Photo by Dana Maxson |
While “Thou shalt not take the name of the Lord thy God in vain,” is a fundamental commandment, scholars said on April 9 that care should be taken in the use of the name of the Divine regardless of the intention.
Fordham’s spring McGinley Lecture, delivered by Patrick J. Ryan, S.J., the Laurence J. McGinley professor of religion and society, examined the role of the Divine name as a living part of three faith traditions.
In “Naming God: a Quandary for Jews, Christians and Muslims,” Father Ryan took an etymological approach to the Divine name, parsing ancient uses and meanings culled from the Hebrew bible, the New Testament and the Qur’ an. Rabbi Daniel Polish, Ph.D., spiritual leader of Congregation Shir Chadash, and Amir Hussain, Ph.D, professor of theological studies at Loyola Marymount University, offered responses to the lecture.
Regardless of the language or the text from which the name was taken, Father Ryan presented multifaceted viewpoints of the name that included considerations of tense, historical context, plural or singular meaning, and gender.
Certain Divine names do not assign a gender to God’s Self-naming, said Father Ryan, who examined gender specific pronouns, or lack thereof, in Hebrew, Greek, and Latin. He also addressed the gender significance of the two the most prominent of the 99 names ascribed to God in Qur’ an, Rahman andRahim.

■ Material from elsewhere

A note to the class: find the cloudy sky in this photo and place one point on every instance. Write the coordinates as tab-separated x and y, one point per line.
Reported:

“For any human being to speak about God—even for the Scriptures to speak about God—is to stammer,” said Father Ryan.
Rabbi Polish noted that when Adam gives names to the animals, he was given dominion over them. As there is a power ascribed to any name, the name of God holds particular resonance, which is why Jews avoid too casual an encounter with that power.

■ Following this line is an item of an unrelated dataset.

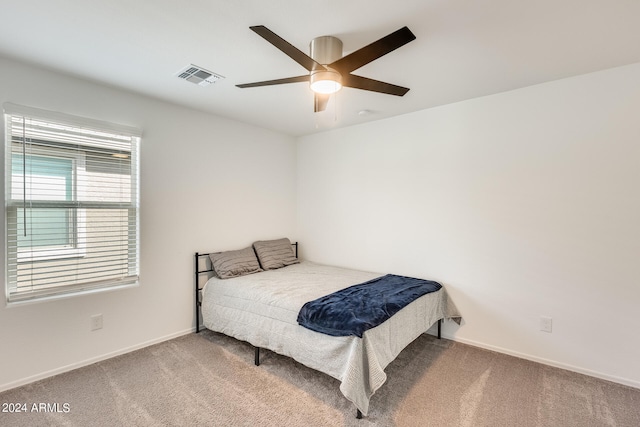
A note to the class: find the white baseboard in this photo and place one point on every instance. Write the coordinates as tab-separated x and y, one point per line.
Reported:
549	362
47	374
93	360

Among people of the Jewish faith, there exists a “reticence about using His name.” There is even hesitancy, he said, in making the name explicit in print; in English, the word often appears as G-d.
“Jews don’t talk about God a lot because they are introspective about God,” he said, but the name still has “great valence in Jewish life.”
Even a phrase as casual as “Thank God” is to be avoided, replaced instead by the phrase “Baruch haShem,” meaning “Blessed be The Name.” Making the train on time, handing in a report that the boss really liked, and negative tests from the doctor, can all be celebrated with, Baruch haShem–and not “Thank God.”
Hussain noted the parallels between Muslim reverence and reverence among Christians—in particular with Pentecostal Christians who fully embrace the use of the name of Jesus with such fervor as to be enraptured.
He showed a short clip from the actor/writer/director Robert Duvall’s The Apostle, which features an unabashed celebration of the name Jesus in a call and response prayer.
“The clip helps me understand the power of that name,” said Hussain, who noted that devout Muslims add similar phrases of blessing after uttering the name of Muslim prophets. “In the academic world we often dismiss the southern Pentecostal culture, but the use of Jesus’ name is how the demons are cast out. It reasserts the power of the name.”
According to Father Ryan the problem with talking about God is that “we flatten God out by speaking about God in the third person.”
“God is to be addressed as You or Thou, not He, She or, It.”